There’s the magic, systemd. It’s not that Rocket doesn’t have a stand alone daemon it is just that that daemon happens to be systemd, PID 1, which runs as root. So is Docker fundamentally flawed? I can’t imagine how you could say that because Rocket follow a very similar paradigm, it just happens to be built into systemd. The fundamental issue is that both Docker and systemd want to be the daemon to manage containers.
This conflict ends up being the crux of the issue. While CoreOS is touted as being the best platform to run docker, you have to realize that CoreOS revolves around systemd, not Docker. Fleet, CoreOS’s container scheduler, in fact interfaces with systemd, not Docker. It is merely a systemd unit scheduler and those units may just happen to run Docker containers. As I mentioned before this model does not work well because systemd can not effectively manage Docker containers. If you want to understand some more nitty-gritty details about this refer to a project I created, systemd-docker, which was created as an attempt to find a happy compromise between systemd and Docker.
While CoreOS may list many reasons why Rocket is better, it also happens to be a nice opportunity to allow them to write a systemd friendly container system. In fact if you want to build a Rocket stage1 implementation that is not built on systemd, you will most likely find yourself back to a design very similar to what Docker is today.
How can this be resolved?
I like CoreOS very much. The sad truth is that running Docker containers on CoreOS is really not a nice experience. I’ve spent a huge amount of time dealing with this and attempting to facilitate some solution. We absolutely don’t need a rewrite of Docker to fix all of this but we do need some cooperation.

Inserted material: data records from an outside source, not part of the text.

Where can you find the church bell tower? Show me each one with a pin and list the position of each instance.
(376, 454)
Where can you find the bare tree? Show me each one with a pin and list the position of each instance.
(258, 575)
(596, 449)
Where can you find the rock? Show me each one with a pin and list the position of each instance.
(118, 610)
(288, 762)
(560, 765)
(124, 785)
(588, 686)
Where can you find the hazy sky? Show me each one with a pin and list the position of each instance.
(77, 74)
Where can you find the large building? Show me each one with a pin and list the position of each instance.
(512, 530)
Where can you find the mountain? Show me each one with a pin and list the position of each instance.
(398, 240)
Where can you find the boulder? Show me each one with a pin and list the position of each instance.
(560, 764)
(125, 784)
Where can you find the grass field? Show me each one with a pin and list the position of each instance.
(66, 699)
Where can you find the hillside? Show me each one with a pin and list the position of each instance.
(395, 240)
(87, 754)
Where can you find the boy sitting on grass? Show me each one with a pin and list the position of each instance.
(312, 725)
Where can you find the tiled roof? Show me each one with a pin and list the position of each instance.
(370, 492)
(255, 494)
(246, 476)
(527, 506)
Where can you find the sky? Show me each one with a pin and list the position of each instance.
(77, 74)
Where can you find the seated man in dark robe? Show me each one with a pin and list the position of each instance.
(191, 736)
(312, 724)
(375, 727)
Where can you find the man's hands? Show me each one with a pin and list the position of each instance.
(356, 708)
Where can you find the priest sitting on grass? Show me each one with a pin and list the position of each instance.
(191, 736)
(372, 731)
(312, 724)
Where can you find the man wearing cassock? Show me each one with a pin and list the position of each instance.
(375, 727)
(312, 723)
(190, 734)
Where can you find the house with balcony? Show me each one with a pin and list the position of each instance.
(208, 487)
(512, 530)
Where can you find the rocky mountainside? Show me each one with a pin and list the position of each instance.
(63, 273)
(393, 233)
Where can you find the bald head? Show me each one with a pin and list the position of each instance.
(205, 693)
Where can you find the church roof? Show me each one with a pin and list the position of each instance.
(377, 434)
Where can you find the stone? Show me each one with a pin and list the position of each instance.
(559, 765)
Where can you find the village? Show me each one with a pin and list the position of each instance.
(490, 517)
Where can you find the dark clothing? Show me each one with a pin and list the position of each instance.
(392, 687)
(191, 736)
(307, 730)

There are two solutions for this problem. First, it must be clear to say that Docker will not give up its daemon. It is just not feasible because Docker would have to give up its remote API and then also be tied to systemd. So the question becomes how can these two daemons (Docker and systemd) nicely cooperate.
One solution is that systemd exposes an API such that a caller can put a process into an existing cgroup or a child of a cgroup. One of the main issues is that the Docker daemon has no ability to launch a container that is related to an existing systemd service unit. I’ve brought this up with the systemd developers and they have added it to their todo list.
The second solution is that the Docker daemon communicates back to the Docker client to launch the container as a child of the client and not the daemon. I have had a couple discussions with Michael Crosby from Docker, Inc. on this topic that initiated from a long IRC discussion. In the end it is a workable solution that can solve some other issues like Docker restarts not restarting containers.
There needs to be a change in systemd or Docker to fix this. Why hasn’t anything been done? Simply put, nobody seems to be sufficiently motivated to do the work to fix the issue (including me). Is Docker fundamentally flawed? I don’t think so.